The experiment should not only include incentives for doing their job better in a quantitative sense.  This will dull the intrinsic drive (ala Daniel Pink), mis-reward some, while reinforcing the failures of the most vulnerable .  Incentives will not reach the teacher as an artist who weaves the standards into an experience for the students.  There needs to be some other reward, some other incentive that allows teachers to do their job better, but without the erroneous penalties of not meeting some testing measure.

I have had the privilege of teaching in the states of Florida, Michigan, and Georgia.  This has afforded me the opportunity to compare and contrast what works and does not work in a classroom from multiple points-of-view.  No one place has it all in place, but some places have more of what works than others.

Unions are an old reform movement that has some lessons to inform our current reform movement.  Despite the clamour that teacher’s unions are the cause of ineffective teachers in the classroom, I can speak to what they did for me:

  • My time was respected.  Since administrators had to pay me more if my co-teacher was not there for our class or bring in another teacher and pay him/her I had fewer times that I taught a co-taught class without my regular co-teacher.
  • During my planning time I had content/grade level meetings.  However, I also planned.  On my planning time.  Revolutionary.  I was not asked to cover another class and finish my units, lessons, or grading/feedback at home on my own time.  I was paid to plan, and I did it better when I did it at school, on the clock.  Protected planning.
  • There were fewer after school, non-paid functions I was required to attend.  That made it more meaningful when I did attend one.  Teachers were also more creative in using parents time wisely; moving to student-led conferences, combining curriculum and open house nights, recognizing quality over quantity.

I think unions force employers to not try and “get their money’s worth” in time, but in the quality of the interactions.  Non-union states seem to demonstrate their power over teachers time as evidence of the return on paycheck they are getting. 
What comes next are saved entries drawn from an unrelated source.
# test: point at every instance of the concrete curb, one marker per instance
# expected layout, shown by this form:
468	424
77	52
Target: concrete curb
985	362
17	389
What type of teachers does that attract?

Two of the states I have worked in have had to open employment up to non-educators during teacher shortages.  Non-educators are missing key pedagogical fundamentals that they will never be able to do much more than teach the way they were taught.  There is no room for change in that situation.

Do unions equal educational success? No. But they offer educators something that is simply denied them in many non-union states. There is a basic level of autonomy for teachers due to the presence of a union.  Autonomy enables  a teacher to not be overwhelmed with outside demands from outside the classroom; how many of those 5 years and out teachers might have stayed if they could have better coped with the outside the classroom issues?  Autonomy can be the catalyst to propel a dry lesson to an exciting experience.  Ask any teacher what stands in the way of making a lesson more engaging? Time.  If teacher had protected planning, a tighter structure to guide the use of their presence, more respect of what they do well – you could get better teaching.

If there is a correlation between teacher autonomy and teacher’s unions those opposed to unions should offer more teacher autonomy and remove the need for unions.  Be the lead learner and take what has been learned and include it in the next lesson.  Find the compromise of these two questions: What do teachers like about unions?  What can districts afford to give their teachers?  Teachers may not be in it just for the pay, offer them time and see what transpires.